Ouvimos bons discursos, produzimos muitas leis, contratamos muitos consultores, organizamos muitos seminários, conferências, fóruns, workshops e mesas redondas, mas não aplicamos, não queremos ou sabemos aplicar, ou não temos pessoas para aplicar o que se promete e se legisla. Fizemos imensos progressos na reconciliação nacional, mas ainda temos práticas de exclusão e nem sempre vivemos e convivemos bem com a diferença e aceitamos a divergência.

Temos organizado com êxito eleições regulares, mas muitos de nós ainda não compreenderam que um País democrático não se esgota na realização periódica de eleições. Custou-nos tanto a conquistar a independência e a salvaguardar a soberania e dignidade, mas ainda temos angolanos que com arrogância, sobranceria, prepotência, fausto, ostentação e falso orgulho, envergonham a nossa nacionalidade, desprestigiam a imagem do nosso Pais e colocam em causa a humildade, competência, ética e valores morais da esmagadora maioria dos angolanos.

Temos políticas traçadas para acabar com as assimetrias territoriais, para desenvolver o interior do País, para apoiar a agricultura, pecuária e pescas, mas temos no interior empresários desmotivados, endividados, credores do Estado, sem apoios da banca e sem perspectiva para os seus negócios.

Dizemos que somos uma "grande família", mas conheço famílias na Huíla, no Uíge, no Huambo, em Benguela, em Cabinda, etc., que também lutaram, também querem participar, mas na distribuição do "bolo", são "muito menos família" que uma ou outra!

Temos muitos funcionários públicos, mas temos uma função pública burocratizada, lenta, algumas vezes ineficiente e vulnerável à corrupção. Formámos muitos juristas, temos muitos advogados, juízes, procuradores, funcionários judiciais, mas ainda temos um sistema de justiça (felizmente em processo de reforma) com muitos e muitos problemas, com vários exemplos que poderão pressagiar a não separação de poderes e com a necessidade imperiosa de conseguirmos o respeito intransigente pela lei e que esta não seja subjectivamente interpretada e aplicada.

Fazemos muitos e volumosos investimentos (muitos deles necessários e importantes, note-se), mas nem sempre temos sido coerentes, persistentes e consistentes, no apoio fundamental às micro, pequenas e médias empresas, elas sim absolutamente fundamentais na criação de emprego, no combate à pobreza e na diversificação da economia.

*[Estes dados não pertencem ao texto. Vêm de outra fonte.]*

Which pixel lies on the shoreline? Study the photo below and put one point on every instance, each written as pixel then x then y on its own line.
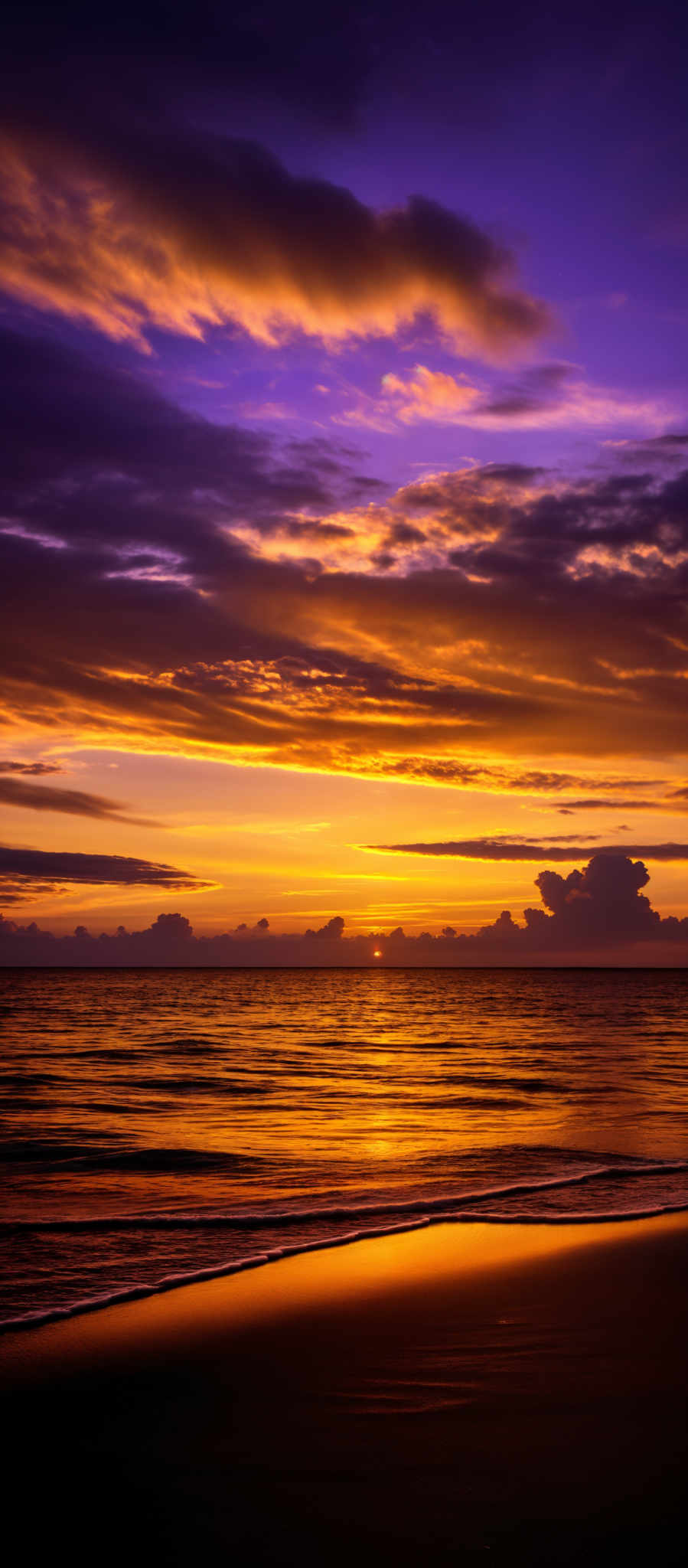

Lembro-me e recordo, com nostalgia, mas também com um grande sentido de actualidade, que os Programas mínimo e maior do nosso MPLA sempre valorizaram valores com a dignidade humana, a honestidade, a igualdade, o combate ao preconceito, o desenvolvimento harmonioso do País, a luta pela valorização do Homem e do Angolano e outros valores éticos e deontológicos.

Valores e princípios sempre actuais, sobretudo quando, neste nosso percurso, de crescimento, mas também sinuoso, fomos "tropeçando" com a proliferação de alguns hábitos e comportamentos expressos na intriga política, na desonestidade, no enriquecimento ilícito, na bajulação política, na traição, no silêncio cobarde, na "lumpenagem" artística, política e empresarial. O petróleo e os diamantes são importantes? São! Dão "jeito"? Dão!

Mas não podemos subverter a ordem natural do crescimento e desenvolvimento dos Países e não deixar de colocar a riqueza ao serviço de TODOS. E, como sabemos, Países sem petróleo e sem diamantes e mesmo tendo também saído de guerras devastadoras, encontraram outras formas de desenvolvimento, têm elevados índices de desenvolvimento humano, têm povos prósperos e felizes! Colocaram o foco …. no Homem, no conhecimento! Nós, temos muito cimento… mas pouco conhecimento!

Orgulhemo-nos sim de muitas realizações e ganhos nesses últimos quarenta anos! Não nos podemos também esquecer que Angola se encontra numa fase de mudança geracional! Mas na comemoração do 40º aniversário da nossa independência, deixo um voto, uma vontade, um desejo! Que a partir de 12 de Novembro de 2015, passemos a investir muito mais no HOMEM, no CONHECIMENTO, na FORMAÇÃO, na CULTURA e na DIMENSÃO HUMANA das DECISÕES, das LEIS e dos PROJECTOS! Para que, daqui a mais 40 anos, quando muitos de nós já cá não estarão, os nossos filhos e netos, possam SER MAIS FELIZES!